Overall, this is the more balanced episode I expect from this series. There may be deviations from this from time to time where exposition or action is necessary but what they accomplished here is filling out a storyworld that its ninety-minute predecessors have to elide for time. The action and tension in Atlanta is fulfilling and several scenes at camp are heartbreaking, including just about every one with Jim and especially the final scene with Amy and Andrea. I’m looking forward to The Walking Dead expanding the zombie picture beyond mere body genre.

Some other thoughts:

  • Did anyone else thing that Merle took the van, loaded up a bunch of ghouls in the back, and trucked them up to the camp, and set them free in order to take revenge on the campers? It’s a little extravagant for revenge but so dastardly it’s amazing. Although, I figure, if that was the case, they wouldn’t save that reveal for another episode.
  • I like Jim’s fifth and a half sense. I hope that’s something that continues, his intuition of what’s going to happen next even if he’s unable to really harness his gut.

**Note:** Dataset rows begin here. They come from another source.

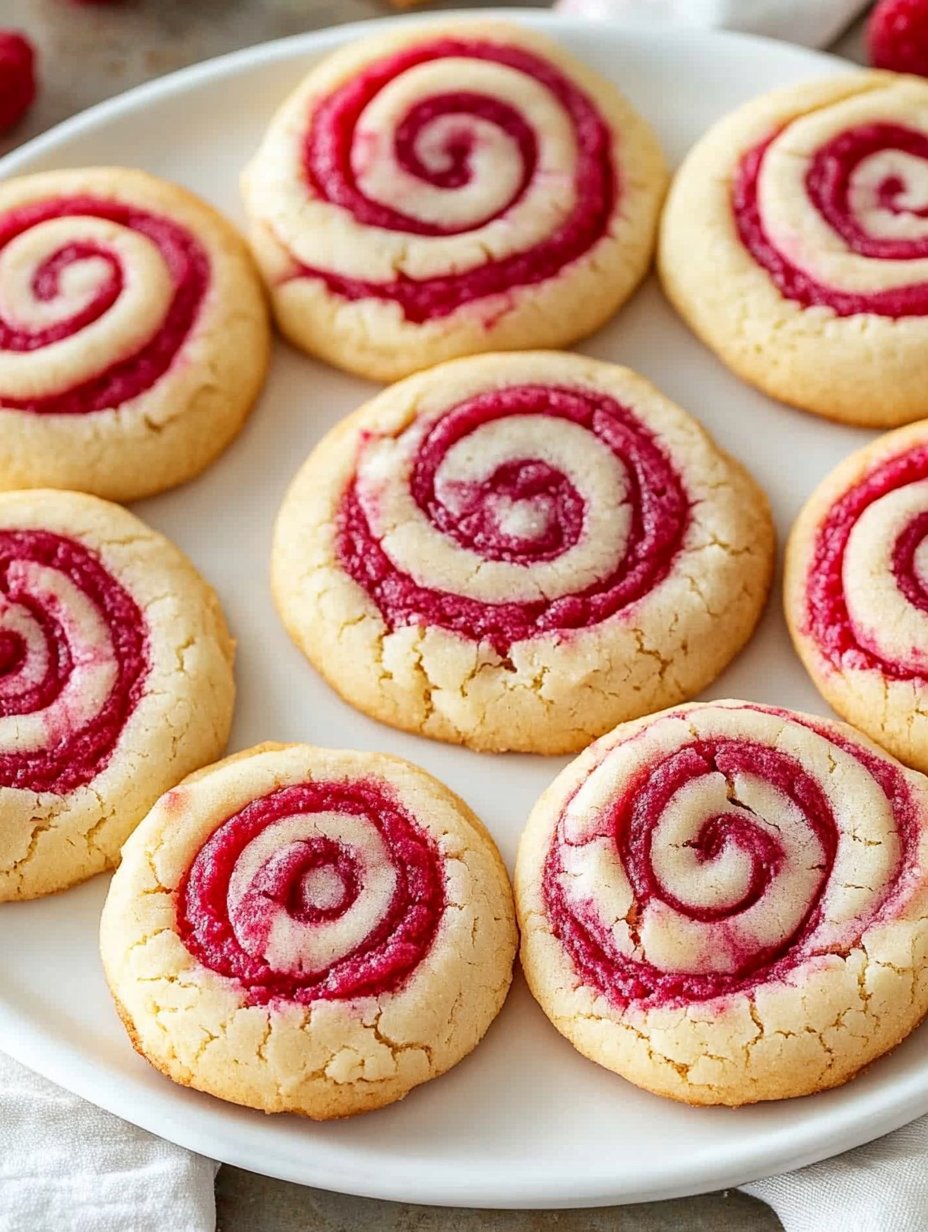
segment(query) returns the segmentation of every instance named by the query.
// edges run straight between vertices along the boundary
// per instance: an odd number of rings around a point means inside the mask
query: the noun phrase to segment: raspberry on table
[[[0,133],[17,124],[36,97],[36,53],[18,31],[0,30]]]
[[[875,68],[928,76],[928,0],[879,0],[866,43]]]

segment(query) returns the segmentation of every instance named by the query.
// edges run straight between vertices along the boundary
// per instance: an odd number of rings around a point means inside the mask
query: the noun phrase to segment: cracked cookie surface
[[[784,602],[822,696],[928,771],[928,425],[881,436],[818,485],[790,535]]]
[[[928,414],[928,83],[778,90],[715,124],[663,216],[664,290],[738,376],[806,410]]]
[[[285,499],[272,583],[366,713],[564,753],[709,684],[773,554],[763,493],[653,386],[526,352],[409,377],[338,425]]]
[[[237,435],[270,330],[244,241],[143,171],[0,185],[0,488],[137,500]]]
[[[328,57],[243,179],[282,331],[381,381],[599,328],[647,270],[665,185],[609,81],[486,21]]]
[[[842,723],[725,701],[619,727],[535,806],[515,885],[545,1013],[661,1095],[834,1087],[928,1010],[928,780]]]
[[[111,867],[226,748],[234,646],[187,558],[95,496],[0,494],[0,899]]]
[[[515,956],[481,822],[418,766],[266,744],[164,796],[123,849],[101,952],[136,1048],[184,1085],[317,1120],[477,1046]]]

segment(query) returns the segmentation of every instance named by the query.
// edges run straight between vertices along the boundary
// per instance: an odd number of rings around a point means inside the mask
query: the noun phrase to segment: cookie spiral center
[[[299,184],[303,200],[338,214],[322,262],[299,193],[286,218],[279,212],[293,276],[348,299],[394,302],[419,324],[555,277],[608,234],[620,198],[594,100],[541,55],[473,38],[397,52],[324,97],[299,150]],[[376,254],[359,228],[380,233]],[[399,253],[394,235],[417,244]],[[359,244],[382,277],[361,269]]]
[[[504,655],[648,595],[689,516],[630,410],[592,389],[516,386],[367,439],[336,551],[391,628],[435,625]]]
[[[928,134],[828,117],[799,117],[744,155],[732,190],[741,241],[805,308],[924,315]]]
[[[836,669],[928,679],[928,448],[885,458],[828,510],[805,628]]]
[[[444,904],[439,853],[386,785],[312,782],[216,828],[177,891],[177,928],[253,1003],[308,1004],[399,988]]]
[[[144,616],[95,553],[0,531],[0,784],[63,795],[90,782],[147,670]]]
[[[190,230],[112,200],[0,214],[0,407],[118,408],[175,363],[210,286]]]
[[[905,897],[914,827],[901,772],[812,726],[784,738],[762,707],[720,713],[696,738],[668,718],[616,745],[560,818],[546,910],[583,979],[617,1005],[786,978],[850,949]],[[748,731],[725,734],[728,715]]]

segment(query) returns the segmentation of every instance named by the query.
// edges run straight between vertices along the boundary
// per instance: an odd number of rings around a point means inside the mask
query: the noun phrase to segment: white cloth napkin
[[[926,1232],[928,1116],[847,1154],[742,1185],[786,1232]]]
[[[214,1232],[217,1168],[0,1053],[0,1232]]]
[[[558,0],[560,12],[742,30],[826,47],[870,0]]]

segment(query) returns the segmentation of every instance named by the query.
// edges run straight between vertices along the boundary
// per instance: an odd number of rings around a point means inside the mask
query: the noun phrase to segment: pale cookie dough
[[[264,744],[155,804],[100,940],[155,1068],[327,1120],[402,1099],[471,1052],[505,999],[516,933],[493,840],[431,775]]]
[[[243,179],[281,330],[378,381],[598,329],[651,262],[665,186],[610,83],[498,21],[329,55]]]
[[[858,450],[796,520],[784,600],[822,696],[928,772],[928,424]]]
[[[844,724],[739,701],[626,723],[529,819],[525,976],[658,1095],[837,1087],[928,1010],[927,827],[928,780]]]
[[[715,124],[663,216],[664,290],[765,393],[850,424],[928,415],[928,81],[792,86]]]
[[[0,489],[137,500],[198,474],[267,367],[230,223],[143,171],[0,184]]]
[[[275,599],[348,701],[568,753],[690,697],[767,598],[767,500],[679,407],[576,355],[455,360],[336,426],[277,519]]]
[[[226,748],[234,646],[187,558],[118,505],[0,494],[0,901],[112,866]]]

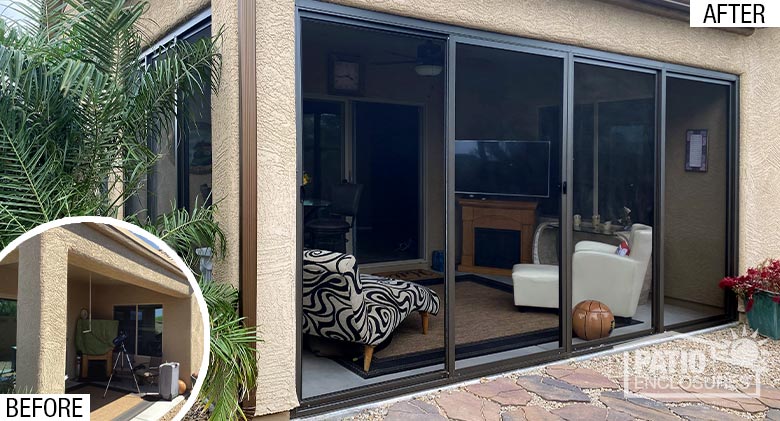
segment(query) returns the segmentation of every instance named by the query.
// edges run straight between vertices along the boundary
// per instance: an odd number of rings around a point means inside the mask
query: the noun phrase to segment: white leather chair
[[[618,317],[636,314],[642,283],[653,249],[653,230],[634,224],[628,239],[631,253],[615,254],[616,246],[581,241],[572,258],[572,304],[597,300]],[[558,308],[558,266],[519,264],[512,269],[516,306]]]
[[[585,244],[583,244],[585,243]],[[572,304],[597,300],[618,317],[633,317],[653,252],[653,229],[634,224],[628,239],[631,253],[615,254],[615,246],[582,241],[572,258]]]

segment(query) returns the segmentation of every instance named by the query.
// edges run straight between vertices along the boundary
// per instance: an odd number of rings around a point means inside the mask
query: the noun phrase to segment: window
[[[176,34],[171,43],[196,42],[211,36],[209,19]],[[147,68],[164,55],[157,49],[142,58]],[[178,106],[171,130],[158,139],[149,139],[149,148],[160,155],[146,183],[128,199],[125,214],[140,218],[170,212],[174,205],[192,210],[211,202],[211,87],[202,94],[184,99]]]
[[[119,321],[119,331],[127,335],[125,347],[128,352],[162,357],[162,305],[116,306],[114,320]]]

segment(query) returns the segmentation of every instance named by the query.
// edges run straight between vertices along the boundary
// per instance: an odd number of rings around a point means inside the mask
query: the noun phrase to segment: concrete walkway
[[[760,393],[755,387],[714,387],[703,390],[696,386],[685,386],[684,382],[679,383],[683,386],[678,386],[675,379],[680,373],[671,371],[667,374],[673,376],[673,386],[648,386],[653,384],[647,382],[651,376],[644,378],[643,373],[626,375],[624,358],[633,351],[625,351],[482,379],[473,384],[417,395],[390,404],[379,404],[357,414],[337,418],[388,421],[780,421],[780,389],[776,384],[780,343],[751,336],[751,333],[738,326],[639,349],[645,351],[646,355],[650,355],[647,352],[656,352],[658,355],[672,353],[679,356],[680,351],[691,352],[697,348],[706,350],[719,346],[713,344],[728,341],[741,340],[745,343],[745,338],[749,338],[757,344],[756,349],[760,348],[761,353],[757,357],[768,364],[768,369],[762,373],[763,377],[758,383]],[[706,375],[708,370],[714,374],[723,374],[726,378],[745,374],[744,367],[732,367],[732,361],[728,358],[724,361],[713,362],[696,374]],[[676,370],[684,371],[679,367]]]

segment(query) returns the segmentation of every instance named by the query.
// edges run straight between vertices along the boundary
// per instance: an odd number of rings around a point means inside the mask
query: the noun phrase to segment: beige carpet
[[[390,345],[374,354],[375,358],[396,357],[444,347],[444,285],[430,288],[439,295],[442,305],[439,314],[430,317],[428,334],[422,334],[420,316],[412,314],[396,329]],[[520,312],[514,305],[511,292],[477,282],[456,282],[455,302],[457,345],[558,327],[557,315]]]

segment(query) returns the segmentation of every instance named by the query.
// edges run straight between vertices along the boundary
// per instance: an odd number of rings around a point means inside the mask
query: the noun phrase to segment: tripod
[[[141,388],[138,387],[138,380],[135,378],[135,370],[133,370],[133,363],[130,362],[130,355],[127,354],[127,348],[125,348],[125,341],[122,340],[119,345],[116,347],[119,349],[119,354],[116,356],[116,361],[114,362],[114,369],[111,370],[111,376],[108,378],[108,384],[106,384],[106,390],[103,392],[103,397],[106,397],[106,394],[108,393],[108,388],[111,386],[111,379],[114,378],[114,373],[116,373],[116,365],[119,364],[119,361],[122,360],[122,356],[125,357],[127,360],[127,365],[130,366],[130,374],[133,376],[133,381],[135,382],[135,389],[138,390],[138,394],[141,394]],[[125,363],[122,361],[122,366],[124,367]]]

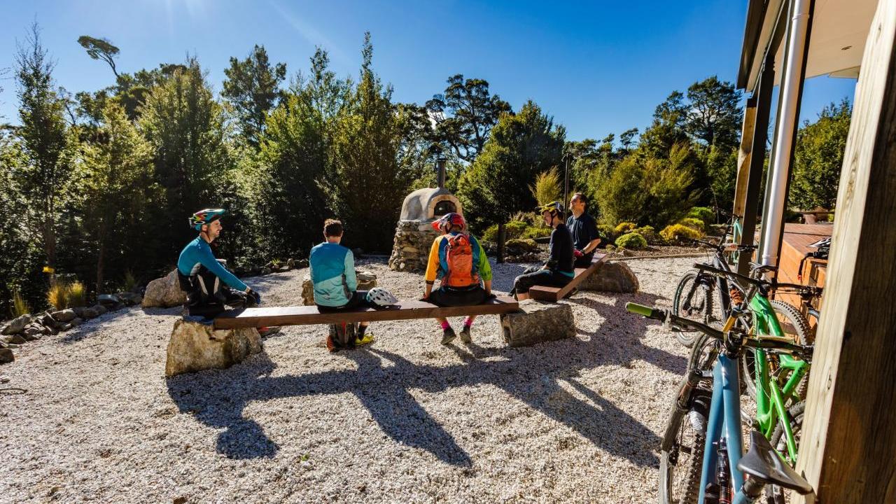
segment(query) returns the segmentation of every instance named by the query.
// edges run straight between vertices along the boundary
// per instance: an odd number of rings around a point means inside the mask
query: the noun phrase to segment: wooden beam
[[[529,290],[529,296],[533,300],[540,301],[559,301],[573,291],[586,278],[598,271],[600,265],[607,261],[607,254],[595,254],[591,259],[591,265],[587,268],[575,268],[575,275],[569,283],[563,287],[547,287],[545,285],[536,285]]]
[[[342,322],[381,322],[383,320],[410,320],[436,317],[465,315],[498,315],[520,309],[513,298],[501,296],[481,305],[437,307],[424,301],[400,301],[383,308],[361,308],[338,313],[321,313],[315,306],[271,307],[231,309],[215,317],[215,329],[263,327],[267,326],[302,326],[309,324],[338,324]]]
[[[894,40],[896,2],[881,1],[843,157],[797,465],[824,504],[896,502]]]

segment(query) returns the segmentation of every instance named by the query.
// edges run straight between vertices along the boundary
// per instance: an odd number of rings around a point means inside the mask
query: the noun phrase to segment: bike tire
[[[659,504],[697,504],[711,399],[695,388],[686,411],[672,408],[659,451]]]
[[[788,416],[790,417],[790,429],[793,430],[793,437],[797,440],[797,453],[799,454],[800,434],[803,430],[803,418],[806,415],[806,401],[800,401],[788,409]],[[784,460],[791,466],[796,465],[795,461],[787,458],[787,441],[784,439],[784,427],[779,422],[775,426],[770,439],[771,446],[778,450],[778,453],[784,456]],[[769,485],[766,487],[766,496],[769,501],[773,504],[785,504],[785,491],[778,485]]]
[[[806,344],[813,340],[812,333],[809,331],[809,323],[797,307],[779,300],[772,300],[771,308],[775,311],[785,335],[793,336],[794,341],[800,344]],[[746,392],[751,397],[756,396],[755,365],[754,352],[749,348],[745,349],[744,356],[741,358],[741,376],[744,385],[746,386]],[[794,394],[797,401],[805,398],[808,383],[809,373],[806,373]]]
[[[711,286],[705,284],[698,285],[694,292],[696,302],[694,303],[692,299],[691,303],[685,303],[685,298],[687,297],[691,286],[697,278],[697,272],[690,271],[685,273],[681,277],[681,280],[678,281],[678,286],[676,287],[675,291],[675,298],[672,300],[672,314],[682,318],[688,318],[707,324],[709,317],[712,314],[712,303],[714,300],[713,289]],[[685,308],[685,305],[689,306]],[[691,348],[694,345],[694,342],[701,335],[702,333],[699,331],[683,331],[681,329],[675,331],[675,335],[678,339],[678,343],[687,348]]]

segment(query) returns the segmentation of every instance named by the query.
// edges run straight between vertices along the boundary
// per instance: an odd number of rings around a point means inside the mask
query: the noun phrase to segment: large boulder
[[[186,302],[186,294],[180,290],[177,270],[167,276],[157,278],[146,286],[142,306],[143,308],[170,308]]]
[[[358,278],[358,291],[370,291],[376,287],[376,275],[369,271],[355,270],[355,277]],[[302,279],[302,302],[305,306],[314,304],[314,286],[308,274]]]
[[[211,326],[177,320],[168,346],[165,376],[224,369],[262,352],[254,328],[215,330]]]
[[[625,262],[604,263],[579,284],[580,291],[601,291],[626,294],[637,292],[639,287],[638,277]]]
[[[3,326],[3,330],[0,331],[0,334],[18,335],[19,333],[25,330],[25,326],[28,326],[30,323],[31,323],[31,316],[26,313],[22,317],[13,318],[13,320],[7,322],[6,325]]]
[[[501,331],[508,346],[529,346],[575,336],[575,318],[567,301],[526,300],[519,311],[501,315]]]

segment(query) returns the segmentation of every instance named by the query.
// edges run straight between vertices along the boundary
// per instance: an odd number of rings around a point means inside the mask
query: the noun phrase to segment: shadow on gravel
[[[625,298],[644,304],[656,299],[647,294]],[[616,305],[584,299],[573,300],[600,311],[607,320],[636,317],[625,312],[623,300]],[[646,330],[646,324],[643,326]],[[650,347],[633,353],[632,347],[639,343],[643,331],[620,335],[607,327],[595,329],[585,333],[590,336],[585,340],[572,338],[527,348],[452,345],[463,361],[452,366],[414,364],[398,354],[369,348],[337,354],[354,361],[357,369],[271,378],[276,366],[263,353],[228,369],[169,378],[168,389],[181,413],[192,413],[205,425],[225,430],[219,434],[217,449],[231,458],[271,457],[279,450],[262,426],[244,417],[243,410],[249,402],[350,392],[392,439],[426,450],[446,464],[470,466],[471,456],[409,391],[438,393],[456,387],[492,385],[570,427],[601,449],[638,465],[657,467],[653,448],[659,438],[601,396],[599,390],[581,383],[577,378],[582,369],[630,367],[633,359],[643,358],[663,369],[684,369],[684,360]],[[495,356],[506,359],[483,360]]]

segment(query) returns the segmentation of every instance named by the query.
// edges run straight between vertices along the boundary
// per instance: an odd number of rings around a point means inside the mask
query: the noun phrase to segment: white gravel
[[[668,306],[694,261],[629,262],[636,295],[578,293],[572,340],[505,348],[492,316],[474,344],[444,347],[414,320],[329,354],[325,327],[291,326],[242,364],[170,380],[179,308],[109,313],[0,367],[0,387],[28,389],[0,393],[0,502],[652,502],[686,353],[625,304]],[[496,265],[495,291],[522,268]],[[364,269],[422,293],[418,275]],[[299,304],[305,273],[248,283]]]

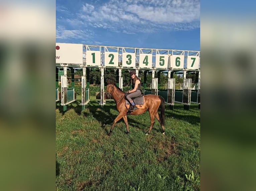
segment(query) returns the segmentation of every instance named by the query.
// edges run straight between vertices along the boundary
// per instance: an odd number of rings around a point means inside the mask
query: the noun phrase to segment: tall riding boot
[[[136,110],[137,109],[138,109],[139,108],[138,107],[137,107],[136,106],[136,105],[134,105],[133,106],[132,108],[133,109],[133,111],[135,111],[135,110]]]

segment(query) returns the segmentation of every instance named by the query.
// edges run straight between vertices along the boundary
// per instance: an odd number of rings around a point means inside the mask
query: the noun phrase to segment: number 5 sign
[[[156,68],[167,68],[168,64],[168,57],[167,54],[156,54],[155,57]]]
[[[187,69],[198,70],[199,68],[199,57],[187,56]]]

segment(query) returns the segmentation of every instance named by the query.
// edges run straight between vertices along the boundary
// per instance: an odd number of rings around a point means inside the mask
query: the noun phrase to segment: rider
[[[133,111],[135,111],[138,108],[135,105],[132,98],[138,97],[141,94],[141,84],[140,83],[140,80],[136,76],[136,73],[135,71],[131,71],[129,74],[131,75],[132,89],[126,92],[128,94],[126,96],[126,97],[127,100],[132,105]]]

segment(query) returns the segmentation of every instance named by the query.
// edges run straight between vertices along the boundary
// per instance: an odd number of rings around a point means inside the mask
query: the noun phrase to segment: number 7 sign
[[[199,68],[199,57],[188,56],[187,59],[187,69],[198,70]]]

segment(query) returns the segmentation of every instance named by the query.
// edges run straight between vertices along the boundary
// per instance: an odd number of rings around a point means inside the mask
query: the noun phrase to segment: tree
[[[68,77],[71,77],[71,71],[70,70],[67,70],[67,76]]]
[[[83,71],[81,71],[81,70],[76,70],[75,72],[75,74],[77,74],[78,75],[82,76],[83,76]]]

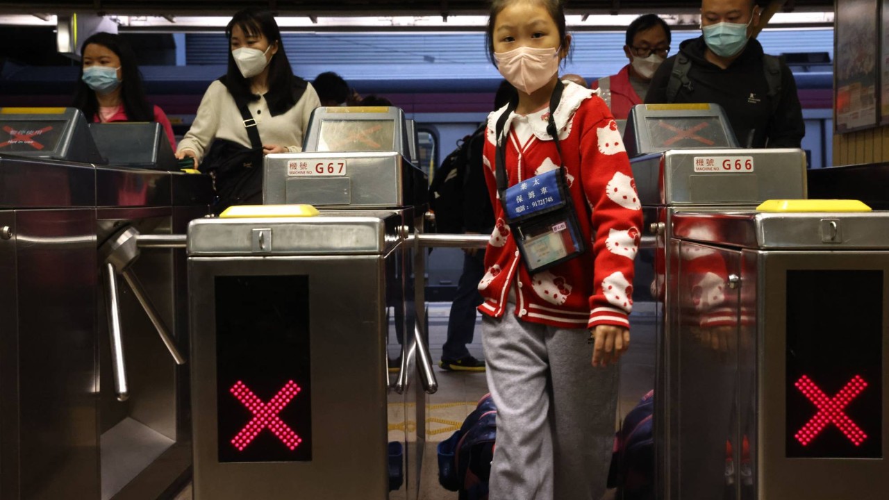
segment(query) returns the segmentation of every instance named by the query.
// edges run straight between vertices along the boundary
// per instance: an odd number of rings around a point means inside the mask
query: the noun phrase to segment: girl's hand
[[[263,144],[262,145],[262,154],[270,155],[272,153],[286,153],[288,149],[286,148],[282,148],[276,144]]]
[[[617,363],[621,356],[629,349],[629,329],[612,325],[599,325],[589,331],[595,339],[593,345],[593,366],[607,367],[608,363]]]
[[[191,149],[181,149],[181,150],[176,151],[176,159],[178,159],[178,160],[184,159],[186,157],[188,157],[189,158],[191,158],[191,162],[194,164],[195,168],[196,169],[197,168],[197,158],[195,157],[195,152],[194,151],[192,151]]]

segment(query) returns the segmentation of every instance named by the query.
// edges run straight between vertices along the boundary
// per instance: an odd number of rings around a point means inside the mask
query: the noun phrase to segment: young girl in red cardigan
[[[610,462],[641,206],[608,108],[593,91],[558,80],[570,43],[560,0],[492,3],[488,51],[518,98],[490,115],[485,144],[497,220],[478,286],[488,386],[498,407],[491,500],[598,499]],[[551,106],[557,87],[561,97]],[[531,244],[520,248],[500,199],[498,145],[507,186],[561,167],[581,254],[529,270],[522,251]]]

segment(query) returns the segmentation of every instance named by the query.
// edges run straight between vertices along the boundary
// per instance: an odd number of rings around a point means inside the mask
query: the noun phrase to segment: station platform
[[[428,446],[423,458],[420,479],[420,497],[422,500],[454,500],[457,493],[447,491],[438,484],[438,470],[436,457],[436,445],[446,440],[460,429],[463,419],[475,409],[478,399],[488,392],[485,372],[452,372],[437,367],[441,359],[442,345],[447,338],[447,322],[451,312],[451,302],[428,302],[429,317],[429,352],[436,363],[436,376],[438,378],[438,391],[429,397],[427,415],[428,428]],[[624,384],[629,381],[644,380],[645,377],[631,376],[635,370],[649,371],[650,359],[654,351],[654,303],[637,302],[634,304],[631,316],[633,321],[630,350],[621,359],[621,374],[627,376]],[[476,319],[476,333],[472,343],[467,347],[469,353],[478,359],[485,359],[482,348],[482,318]],[[626,387],[626,385],[624,385]],[[622,391],[626,400],[620,401],[621,407],[632,407],[651,387],[636,387]],[[617,423],[615,422],[615,426]],[[606,495],[603,500],[610,498]],[[186,486],[174,500],[192,500],[191,485]]]

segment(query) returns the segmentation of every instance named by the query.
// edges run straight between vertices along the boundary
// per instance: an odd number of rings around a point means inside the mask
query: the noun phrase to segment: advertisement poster
[[[885,0],[883,0],[885,3]],[[837,4],[834,121],[837,133],[877,125],[879,60],[877,0],[841,0]]]
[[[880,95],[880,105],[883,112],[880,113],[880,124],[889,125],[889,0],[883,0],[883,22],[880,23],[880,37],[883,43],[880,44],[880,72],[883,84],[883,93]]]

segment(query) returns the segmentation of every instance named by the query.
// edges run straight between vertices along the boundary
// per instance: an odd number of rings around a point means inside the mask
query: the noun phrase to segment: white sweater
[[[286,148],[292,153],[302,150],[302,136],[308,126],[312,110],[321,105],[318,94],[311,84],[297,103],[283,115],[273,117],[268,111],[265,97],[247,104],[251,115],[259,127],[262,144],[274,144]],[[244,126],[244,118],[237,110],[235,99],[222,82],[213,81],[204,93],[197,116],[191,128],[179,142],[177,151],[191,149],[197,163],[206,152],[213,139],[228,139],[245,147],[250,147],[250,137]]]

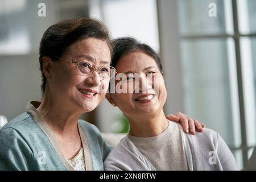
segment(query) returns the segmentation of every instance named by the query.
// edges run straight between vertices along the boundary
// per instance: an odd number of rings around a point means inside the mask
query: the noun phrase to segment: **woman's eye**
[[[101,72],[109,72],[109,69],[108,68],[106,68],[106,67],[101,68]]]
[[[154,75],[155,73],[155,72],[150,72],[147,73],[147,76],[152,76],[153,75]]]
[[[90,64],[88,63],[82,63],[81,65],[84,68],[90,68]]]
[[[126,77],[126,80],[127,80],[127,81],[129,81],[129,80],[134,80],[134,77],[131,77],[131,76],[129,76],[129,77]]]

  • Though I liked the episodes, the dramatic scenes here were a little uneven. I mentioned the abuela scene with Guillermo and the vatos but the cold open featuring the sisters was also a little hokey. The whole thing is rescued at the end by Amy’s death scene but there were a couple times in the episode when I remember thinking, “this doesn’t really play as dramatic as they probably think it does.”
  • Also on the podcast yesterday, Matt mentioned that he thought the poor gender image just wasn’t about men in general but specifically Southern men (and women to a certain extent), that the power dynamic, the work load, and the levels of communication stem from a stereotypical view of the dominant neanderthal hick and his obedient woman. Given that Atlanta is far more cosmopolitan than the rest of the country gives it credit for, it’s sad that more progressive or modern images, slumpies for example, aren’t represented. I suppose we are to assume the hipsters couldn’t get out of the Local in time to escape the walker hordes wanting to play a little cornhole.